Естественно, что в свете этих новостей Леонтьев даже забыл спросить директора об обстоятельствах гибели Петровича, на которые ему глухо намекнул завхоз.
А между тем гибель Голубцова и события, о которых говорил директор, имели прямую связь.
Дело в том, что Голубцов, с которым Крашке внезапно прекратил всякую связь, ломал себе голову, чем это объяснить, и строил самые фантастические предположения по этому поводу. Его взволновал не столько факт непонятного исчезновения господина Крашке, сколько страх перед возможным разоблачением.

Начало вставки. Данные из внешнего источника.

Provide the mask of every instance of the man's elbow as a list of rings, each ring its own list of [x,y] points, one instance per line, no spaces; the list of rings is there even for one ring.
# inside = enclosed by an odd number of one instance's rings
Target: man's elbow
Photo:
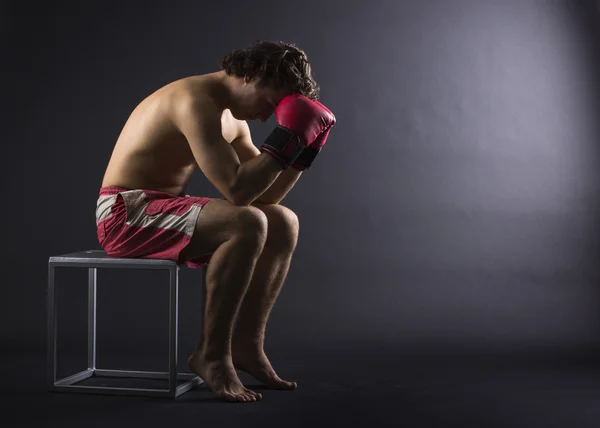
[[[248,195],[232,192],[229,202],[238,207],[247,207],[254,202],[254,199],[248,198]]]
[[[239,197],[232,197],[229,200],[229,202],[231,202],[233,205],[235,205],[237,207],[247,207],[251,203],[251,201],[248,201],[248,199],[243,199],[243,198],[239,198]]]
[[[257,198],[252,202],[252,204],[258,203],[263,205],[278,205],[283,198],[280,199],[267,199],[267,198]]]
[[[227,196],[227,199],[233,205],[245,207],[250,205],[250,202],[252,202],[248,200],[248,192],[245,192],[243,187],[239,185],[239,179],[236,180],[236,182],[232,184],[228,190],[229,195]]]

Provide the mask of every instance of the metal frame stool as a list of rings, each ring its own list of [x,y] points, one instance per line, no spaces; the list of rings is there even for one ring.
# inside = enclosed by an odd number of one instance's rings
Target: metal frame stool
[[[56,379],[56,307],[54,298],[54,271],[57,267],[88,268],[88,368],[87,370]],[[169,371],[149,372],[132,370],[107,370],[96,367],[96,278],[98,268],[167,269],[169,271]],[[48,261],[48,389],[49,391],[135,395],[177,398],[204,380],[194,373],[177,373],[177,338],[179,312],[179,269],[174,261],[157,259],[132,259],[108,256],[102,250],[80,251],[50,257]],[[204,269],[204,275],[206,268]],[[202,295],[205,295],[205,277],[202,275]],[[204,305],[202,318],[204,319]],[[126,388],[77,385],[93,377],[119,377],[141,379],[168,379],[168,389]],[[187,382],[177,386],[178,380]]]

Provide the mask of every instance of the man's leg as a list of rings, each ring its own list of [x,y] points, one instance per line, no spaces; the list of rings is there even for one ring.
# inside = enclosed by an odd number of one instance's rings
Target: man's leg
[[[298,217],[281,205],[252,205],[267,216],[267,241],[238,311],[231,345],[233,364],[270,388],[294,389],[297,387],[295,382],[277,376],[264,353],[264,341],[269,315],[298,242]]]
[[[229,401],[262,398],[245,388],[237,376],[231,335],[266,236],[267,218],[260,210],[215,199],[202,208],[192,241],[180,254],[183,260],[194,260],[212,253],[206,271],[202,339],[188,364],[219,397]]]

Он потерял сон, и если на короткое время забывался, то просыпался от кошмаров, которые ему все время мерещились. То ему чудился шум машины, подъехавшей ночью к его дому (приехали, дескать, за ним!), то скрип шагов под его окнами, то стук в дверь…
Выходя из дому и направляясь в институт, или возвращаясь из института домой, «король бубен» все время оглядывался, озирался, вздрагивал — в каждом прохожем ему мерещился человек, следящий за ним.
Цепкий животный страх не отпускал его ни на минуту, не давал передышки, Голубцов не мог ни о чем спокойно думать, есть, дышать. В короткий срок «король бубен» страшно осунулся, нервные и сердечные приступы все чаще одолевали его, он давно уже не пел «Ты сидишь у камина и смотришь с тоской», не раскладывал по вечерам свой любимый пасьянс «Могила Наполеона», напиваясь в полном одиночестве в своей грязной берлоге, которую он перестал подметать. Но даже водка не могла осилить этот колючий ужас, этот затянувшийся кошмар…
Что делать, как спастись, куда бежать?.. И разве можно убежать от самого себя?
Так ожидание расплаты для предателя не менее страшно, чем сама расплата.
Накануне своей гибели «король бубен» пришел на ночное дежурство все в том же душевном состоянии. Уже после полуночи к подъезду института подъехала машина, из которой вышли директор и трое в штатском, которых он никогда не видал.
Дрожащими руками Голубцов отворил им дверь, и они пошли наверх в кабинет Леонтьева. Минут через двадцать, видимо, по их вызову, приехал и начальник спецотдела института.
«Король бубен» почувствовал начало очередного приступа и принял сразу две таблетки нитроглицерина. Сердце немного отошло, и, сняв туфли, Голубцов тихо прокрался на второй этаж и заглянул в замочную скважину двери, ведущей в кабинет Леонтьева.
Все было ясно: люди, пришедшие с директором, рассматривали в лупу замок того самого сейфа, из которого он в первомайские дни извлек чертежи и потом сфотографировал их, как его обучил этот проклятый немец с моноклем!
Значит, все раскрыто, и не сегодня-завтра придет конец!
Уже на рассвете ночные посетители и директор уехали, а начальник спецотдела прошел к себе…
«Король бубен» окончательно решил — хватит!..
И, выйдя на улицу, бросился под колеса мчавшейся пятитонки.
Когда приехала карета «Скорой помощи», «король бубен» был уже мертв.
Так выпала из колоды гитлеровской разведки еще одна карта.